Trump takes aim at Pelosi amid stalled shutdown negotiations


In exchange for $5.7 billion in funding for a border wall, he gave his support for a three-year extension of protection for the 700,000 immigrants who arrived in the country as children. As he notes, the Democrats rejected it out of hand. "It's clearly a Republican-and-Republican negotiation", a Democratic congressional aide with direct knowledge of negotiations told CNN. This is in line with the bipartisan Bridge Act proposed by Sen.

"It's clear the President realizes that by closing the government and hurting so many American workers and their families, he has put himself and the country in an untenable position", Schumer said in a statement.

The calculus for the majority leader changed as the shutdown has dragged on, people familiar with his thinking said, pointing to Pelosi's letter to Trump on Wednesday suggesting he postpone his January 29 State of the Union address until the government reopens.

"I cannot support the proposed offer as reported and do not believe it can pass the Senate", he said in a statement. "Third, I am ready to sit down at any time after the government is opened and work to resolve all outstanding issues", Durbin said.
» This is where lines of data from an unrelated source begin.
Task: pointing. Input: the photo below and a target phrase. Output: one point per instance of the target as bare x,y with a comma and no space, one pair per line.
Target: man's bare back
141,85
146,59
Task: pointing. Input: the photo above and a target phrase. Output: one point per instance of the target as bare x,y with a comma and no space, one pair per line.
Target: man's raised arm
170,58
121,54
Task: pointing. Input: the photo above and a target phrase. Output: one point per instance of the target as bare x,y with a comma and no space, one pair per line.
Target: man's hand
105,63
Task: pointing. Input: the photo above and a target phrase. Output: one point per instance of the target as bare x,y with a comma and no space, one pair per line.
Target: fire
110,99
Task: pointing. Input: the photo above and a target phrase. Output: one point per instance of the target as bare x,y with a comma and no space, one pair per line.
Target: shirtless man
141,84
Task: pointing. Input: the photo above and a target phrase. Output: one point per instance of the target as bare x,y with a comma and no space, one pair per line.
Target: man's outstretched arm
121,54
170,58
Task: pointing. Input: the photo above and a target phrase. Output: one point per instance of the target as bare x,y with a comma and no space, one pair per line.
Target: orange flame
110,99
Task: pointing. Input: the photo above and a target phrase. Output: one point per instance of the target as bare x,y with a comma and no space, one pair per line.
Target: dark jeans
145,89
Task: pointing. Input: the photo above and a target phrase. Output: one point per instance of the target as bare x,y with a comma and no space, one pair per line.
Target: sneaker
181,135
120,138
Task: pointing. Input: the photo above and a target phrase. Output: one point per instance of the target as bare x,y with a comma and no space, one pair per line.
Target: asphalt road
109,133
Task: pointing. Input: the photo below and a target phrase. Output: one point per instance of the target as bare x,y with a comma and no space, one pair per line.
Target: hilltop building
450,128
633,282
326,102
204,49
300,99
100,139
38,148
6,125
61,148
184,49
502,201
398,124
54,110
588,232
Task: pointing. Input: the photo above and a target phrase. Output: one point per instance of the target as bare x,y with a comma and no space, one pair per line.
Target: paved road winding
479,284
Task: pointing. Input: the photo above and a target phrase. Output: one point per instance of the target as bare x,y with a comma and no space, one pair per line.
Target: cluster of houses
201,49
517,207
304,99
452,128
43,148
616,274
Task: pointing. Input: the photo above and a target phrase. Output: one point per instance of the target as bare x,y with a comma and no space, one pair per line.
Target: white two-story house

Axios was the first to report this.

White House acting chief of staff Mick Mulvaney insisted that declaring a national emergency to circumvent Congress - Trump has threatened to do so - remains on the table, but added that the "best way to fix this is through legislation".

Youth leaders asked that Congressional Democrats stand strong against the false compromise, and demanded that Trump reopen the government.

The Kentucky Republican calls Trump's proposal a "fair compromise" for ending the standoff. But while Trump cast the move as a "common-sense compromise", Democrats were quick to dismiss it at a "non-starter".

Joe Manchin weighed in on the President's announcement in a tweet on Saturday evening, saying he was "hopeful" that this proposal would allow the government to open soon.

Republican Sen. Lindsey Graham of SC had floated such a compromise to the President as early as late December. "They want us to give up a part of ourselves to gain temporary aid", explained Monica, OneAmerica youth leader from Federal Way. "With this proposal, Trump expanded the conversation".

Two dead in fire at French ski resort popular with Royal Family
Four of the injured were described as being in "serious" condition, and the others have minor injuries. The blaze broke out before dawn in a three-storey block used to accommodate young resort workers.

Democrats were hopeful that the President was finally willing be to re-open government and proceed with a much-need discussion to protect the border. He said previous presidents had not made real progress on immigration, which had led to "tragic consequences".

The BRIDGE Act would allow those immigrants to remain in the country and receive work authorization for three years after the deal is approved.

Trump's offer would not provide the path to permanent legal status - or citizenship - for DACA beneficiaries that many Democrats have sought in any immigration deal that dramatically ramps up border security.

The shutdown became the longest on record last weekend. "100 miles of border wall in exchange for amnestying millions of illegals".

Today, @POTUS outlined a viable plan to secure our borders, provide protections for DACA recipients and reopen the government.

Senate Majority Leader Mitch McConnell on Saturday said that he will take up legislation on Trump's immigration plan next week, in exchange for funding of the border wall that would end the almost month-long partial government shutdown.

It will be hard for the measure to get 60 votes needed to survive in the Senate, and it seems certain to die in the House.

"This week", he continued, "we received proof the administration planned months in advance to separate thousands of children from their parents and jail them as a deterrence to stop immigrants from seeking refuge in the U.S. Children have died while in U.S. custody; some have been tear-gassed by U.S. border agents; asylum seekers are being denied access to the legal system to apply".

The money is roughly split between port security and funding for additional judges. "Next week, the House will once again pass legislation already agreed upon by House and Senate negotiators to re-open the government". Senate Minority Leader Charles Schumer, D-N.Y., also said he opposed the plan.

This package including the $1 billion will be the 10th measure House Democrats vote on in an effort to reopen the government since the new session of Congress began.